The silent nights of the Gobi

There are 3 things that have made an impression on me during my nights in the desert. One of them was the freezing cold.

Once you step foot in the Gobi desert your senses intensify and you may experience a few strange feelings.

First you notice the emptiness, the nothingness around you. The absence of trees. The absence of most of the vegetation for that matter. Then, you notice the absence of humans. The scarcity of any human settlements. You drive for an entire day before seeing a ger (yurt). And when you see one or two, there’s usually nothing else around. It’s not a village, it’s just one family. The next one is many miles away. It’s really hard to grasp, if you’re coming from cities of millions.

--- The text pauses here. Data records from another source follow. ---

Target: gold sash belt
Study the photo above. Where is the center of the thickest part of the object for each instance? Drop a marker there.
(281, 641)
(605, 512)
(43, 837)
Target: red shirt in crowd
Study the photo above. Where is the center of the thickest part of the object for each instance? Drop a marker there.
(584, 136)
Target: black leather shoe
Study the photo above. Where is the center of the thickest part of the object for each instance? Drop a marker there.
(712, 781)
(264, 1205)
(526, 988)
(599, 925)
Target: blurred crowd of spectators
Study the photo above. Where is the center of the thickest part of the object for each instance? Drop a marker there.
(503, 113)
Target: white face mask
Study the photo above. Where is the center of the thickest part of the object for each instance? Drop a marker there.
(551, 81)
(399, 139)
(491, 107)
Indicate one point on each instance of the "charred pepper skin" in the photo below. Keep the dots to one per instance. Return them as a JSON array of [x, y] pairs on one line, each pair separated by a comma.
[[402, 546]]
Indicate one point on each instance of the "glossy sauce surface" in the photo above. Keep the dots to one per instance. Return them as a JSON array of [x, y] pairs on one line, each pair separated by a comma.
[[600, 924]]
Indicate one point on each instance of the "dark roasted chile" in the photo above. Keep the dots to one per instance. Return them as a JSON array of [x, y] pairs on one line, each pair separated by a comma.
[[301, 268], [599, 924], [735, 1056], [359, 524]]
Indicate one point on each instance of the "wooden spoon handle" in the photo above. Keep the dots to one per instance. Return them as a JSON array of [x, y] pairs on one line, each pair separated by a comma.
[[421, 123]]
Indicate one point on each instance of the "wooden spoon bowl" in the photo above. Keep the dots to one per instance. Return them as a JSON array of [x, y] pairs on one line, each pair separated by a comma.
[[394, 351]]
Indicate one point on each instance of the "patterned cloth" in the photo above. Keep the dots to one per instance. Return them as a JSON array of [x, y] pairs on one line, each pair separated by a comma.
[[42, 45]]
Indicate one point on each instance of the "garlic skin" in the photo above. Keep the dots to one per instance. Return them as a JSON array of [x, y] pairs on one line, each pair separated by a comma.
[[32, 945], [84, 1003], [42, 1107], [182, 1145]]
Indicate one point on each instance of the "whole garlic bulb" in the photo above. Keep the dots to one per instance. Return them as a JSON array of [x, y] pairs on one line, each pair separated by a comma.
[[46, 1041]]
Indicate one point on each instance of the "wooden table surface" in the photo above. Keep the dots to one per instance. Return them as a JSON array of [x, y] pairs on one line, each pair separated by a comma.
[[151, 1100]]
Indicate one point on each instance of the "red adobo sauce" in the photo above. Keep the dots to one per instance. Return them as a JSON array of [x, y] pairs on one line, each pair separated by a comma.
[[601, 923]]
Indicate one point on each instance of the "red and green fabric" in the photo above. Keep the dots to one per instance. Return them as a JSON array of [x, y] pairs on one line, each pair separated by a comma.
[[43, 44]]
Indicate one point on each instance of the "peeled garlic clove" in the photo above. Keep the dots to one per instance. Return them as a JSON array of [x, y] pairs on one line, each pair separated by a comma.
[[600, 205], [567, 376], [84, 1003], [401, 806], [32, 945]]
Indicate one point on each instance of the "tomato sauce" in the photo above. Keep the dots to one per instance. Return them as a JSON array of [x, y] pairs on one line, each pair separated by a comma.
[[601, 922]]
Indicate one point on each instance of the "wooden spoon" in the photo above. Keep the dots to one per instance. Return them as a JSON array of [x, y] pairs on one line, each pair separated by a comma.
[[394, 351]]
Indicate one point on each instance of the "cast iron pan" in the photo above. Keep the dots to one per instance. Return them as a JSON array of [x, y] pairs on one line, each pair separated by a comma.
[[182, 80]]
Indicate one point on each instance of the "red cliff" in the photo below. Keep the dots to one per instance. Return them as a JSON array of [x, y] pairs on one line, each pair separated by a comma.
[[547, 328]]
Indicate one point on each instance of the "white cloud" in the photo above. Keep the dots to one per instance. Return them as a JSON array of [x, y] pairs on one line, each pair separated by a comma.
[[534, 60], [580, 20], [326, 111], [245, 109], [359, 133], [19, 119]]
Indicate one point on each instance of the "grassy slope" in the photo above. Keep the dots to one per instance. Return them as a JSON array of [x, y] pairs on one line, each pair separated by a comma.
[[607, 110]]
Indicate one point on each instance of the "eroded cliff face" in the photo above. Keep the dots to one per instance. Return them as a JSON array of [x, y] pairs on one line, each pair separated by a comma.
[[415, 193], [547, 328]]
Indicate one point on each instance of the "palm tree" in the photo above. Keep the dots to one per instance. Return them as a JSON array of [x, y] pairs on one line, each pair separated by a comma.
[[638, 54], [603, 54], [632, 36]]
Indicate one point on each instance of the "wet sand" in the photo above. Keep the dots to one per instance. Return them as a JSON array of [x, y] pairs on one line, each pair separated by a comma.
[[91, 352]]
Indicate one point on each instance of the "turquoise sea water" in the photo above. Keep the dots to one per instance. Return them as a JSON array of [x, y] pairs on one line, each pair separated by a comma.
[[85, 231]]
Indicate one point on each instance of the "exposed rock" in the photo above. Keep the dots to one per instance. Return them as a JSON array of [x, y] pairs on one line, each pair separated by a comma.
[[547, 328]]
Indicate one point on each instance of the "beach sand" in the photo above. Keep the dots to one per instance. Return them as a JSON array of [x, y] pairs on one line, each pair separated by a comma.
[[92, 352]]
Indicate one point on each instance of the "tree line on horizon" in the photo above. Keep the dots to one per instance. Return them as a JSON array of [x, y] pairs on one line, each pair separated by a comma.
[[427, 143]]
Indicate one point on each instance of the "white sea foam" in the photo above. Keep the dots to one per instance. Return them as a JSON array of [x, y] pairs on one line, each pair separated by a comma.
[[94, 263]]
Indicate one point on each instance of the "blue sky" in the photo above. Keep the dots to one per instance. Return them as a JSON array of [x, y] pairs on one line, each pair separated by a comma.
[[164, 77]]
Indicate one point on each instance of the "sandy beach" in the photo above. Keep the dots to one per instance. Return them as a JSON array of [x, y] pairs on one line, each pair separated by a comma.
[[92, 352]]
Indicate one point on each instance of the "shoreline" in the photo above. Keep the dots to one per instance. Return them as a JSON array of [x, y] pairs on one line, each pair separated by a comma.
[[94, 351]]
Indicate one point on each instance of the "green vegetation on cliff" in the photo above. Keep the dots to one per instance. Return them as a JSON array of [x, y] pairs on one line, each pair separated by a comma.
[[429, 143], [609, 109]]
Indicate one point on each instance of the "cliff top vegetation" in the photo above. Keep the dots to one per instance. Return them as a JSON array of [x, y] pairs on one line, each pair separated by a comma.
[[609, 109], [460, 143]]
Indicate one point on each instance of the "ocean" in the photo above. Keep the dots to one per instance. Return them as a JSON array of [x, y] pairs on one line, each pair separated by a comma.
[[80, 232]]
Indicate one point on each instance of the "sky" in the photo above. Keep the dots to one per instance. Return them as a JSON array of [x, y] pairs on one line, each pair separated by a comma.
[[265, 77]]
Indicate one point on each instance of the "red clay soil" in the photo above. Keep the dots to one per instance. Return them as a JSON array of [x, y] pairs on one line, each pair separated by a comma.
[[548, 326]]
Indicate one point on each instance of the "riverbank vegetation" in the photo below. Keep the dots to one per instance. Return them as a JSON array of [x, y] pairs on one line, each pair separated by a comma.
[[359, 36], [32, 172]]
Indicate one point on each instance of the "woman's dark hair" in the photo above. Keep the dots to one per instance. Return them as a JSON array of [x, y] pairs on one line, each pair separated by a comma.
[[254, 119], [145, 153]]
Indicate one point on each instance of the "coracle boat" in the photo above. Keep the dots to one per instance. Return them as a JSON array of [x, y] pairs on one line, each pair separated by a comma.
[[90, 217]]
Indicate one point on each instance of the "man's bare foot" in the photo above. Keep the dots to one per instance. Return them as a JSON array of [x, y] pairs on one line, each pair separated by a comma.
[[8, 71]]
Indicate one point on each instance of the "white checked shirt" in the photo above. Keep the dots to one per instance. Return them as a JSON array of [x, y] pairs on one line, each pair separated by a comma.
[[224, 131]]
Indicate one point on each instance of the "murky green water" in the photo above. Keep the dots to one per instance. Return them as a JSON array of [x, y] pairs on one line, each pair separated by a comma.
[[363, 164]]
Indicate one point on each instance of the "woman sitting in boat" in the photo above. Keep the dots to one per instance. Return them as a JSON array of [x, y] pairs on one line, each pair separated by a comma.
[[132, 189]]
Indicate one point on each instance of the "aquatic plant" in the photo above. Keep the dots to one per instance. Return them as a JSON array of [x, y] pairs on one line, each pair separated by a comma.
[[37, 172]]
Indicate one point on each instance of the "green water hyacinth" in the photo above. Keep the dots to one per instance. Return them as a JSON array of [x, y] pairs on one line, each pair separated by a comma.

You also feel amazingly free when you look around and you see the line of the horizon in all directions. It’s a bit of a trap, of course. It’s an unforgiving environment if you’re not well prepared and if orientation isn’t your thing.

But when the night comes, the most amazing thing of all is the silence. The complete silence. No city sounds, no country-side sounds. No crickets, no nothing.  Just a huge sky full of stars and silence. And the moon that lights up the entire plain and you can almost make out the line of mountains in the distance.

An eerie light and silence. And emptiness. Loneliness and ultimate freedom at the same time. And the sound of your own heartbeats, the sound of your soul questioning the universe above.